Fast-food giant MacDonald's (MCD) likes the concept of EarthShell’s packaging and has been testing containers for a year at over 100 locations in Chicago. EarthShell announced this week that met its commitment to supply McDonald’s a newly designed Big Mac container. To receive approval for the design, the container had to meet McDonald’s world-class performance requirements for distribution, warehousing, store operations and customer expectations.

“Supplying the McDonald’s restaurants, currently using the EarthShell package, with the final product design must be seen as an important milestone,” said Simon K. Hodson, Chief Executive Officer of EarthShell Corporation. “Capacity is being readied for expanded use of the hinged container to more McDonald’s locations in the Midwest and the introduction of the product to the West Coast in the near future.”

The market replied favorably to news of the redesigned product. EarthShell’s stock price rose 60 cents the day after the announcement, about 19 percent, closing at $3.69. At the end of trading today the price was $3.90

The Big Mac containers are made from reclaimed potato starch, natural limestone and post-consumer recycled fiber, biodegradable polymer and wax coatings, and water. The post-consumer recycled fiber means that no trees were cut, a feature McDonald’s seems to value.
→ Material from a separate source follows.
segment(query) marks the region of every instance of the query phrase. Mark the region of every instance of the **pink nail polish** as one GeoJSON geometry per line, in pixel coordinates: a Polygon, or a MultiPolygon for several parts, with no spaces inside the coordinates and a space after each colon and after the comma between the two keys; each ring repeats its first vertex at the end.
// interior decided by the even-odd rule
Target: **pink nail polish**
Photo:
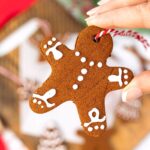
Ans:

Product development has been an expensive process for EarthShell and its founders. More than $25,000,000 has been spent in researching, testing, and developing the environmental attributes of the firm’s packaging.

EarthShell is also beginning to go after the hot beverage cup market, which in the U.S. alone is valued at just over $1 billion annually. It recently announced that after extensive in-house testing of the first EarthShell hot beverage cups, initial in-market testing will begin shortly at a California coffeehouse chain.

The potential popularity of biodegradable food containers revealed itself recently on a college campus. EarthShell disposables used at a “green graduation” at Hampshire College in Massachusetts drew rave reviews for their functionality. Hampshire College cooperates with four other nearby colleges in a recycling effort called the Five College Recycling Program. The Recycling Program managers are recommending that EarthShell products be used at campus dining facilities at all five colleges.

According to its 2001 first quarter earnings report, the company has $6.7 million in cash, no debt, and an on-target cash burn rate. And the company has retained its ability to raise equity capital.

"Our achievement of strategic milestones with regard to the clamshell, bowl and plate is currently allowing us to raise capital on more favorable terms," said Scott Houston, EarthShell Chief Financial Officer.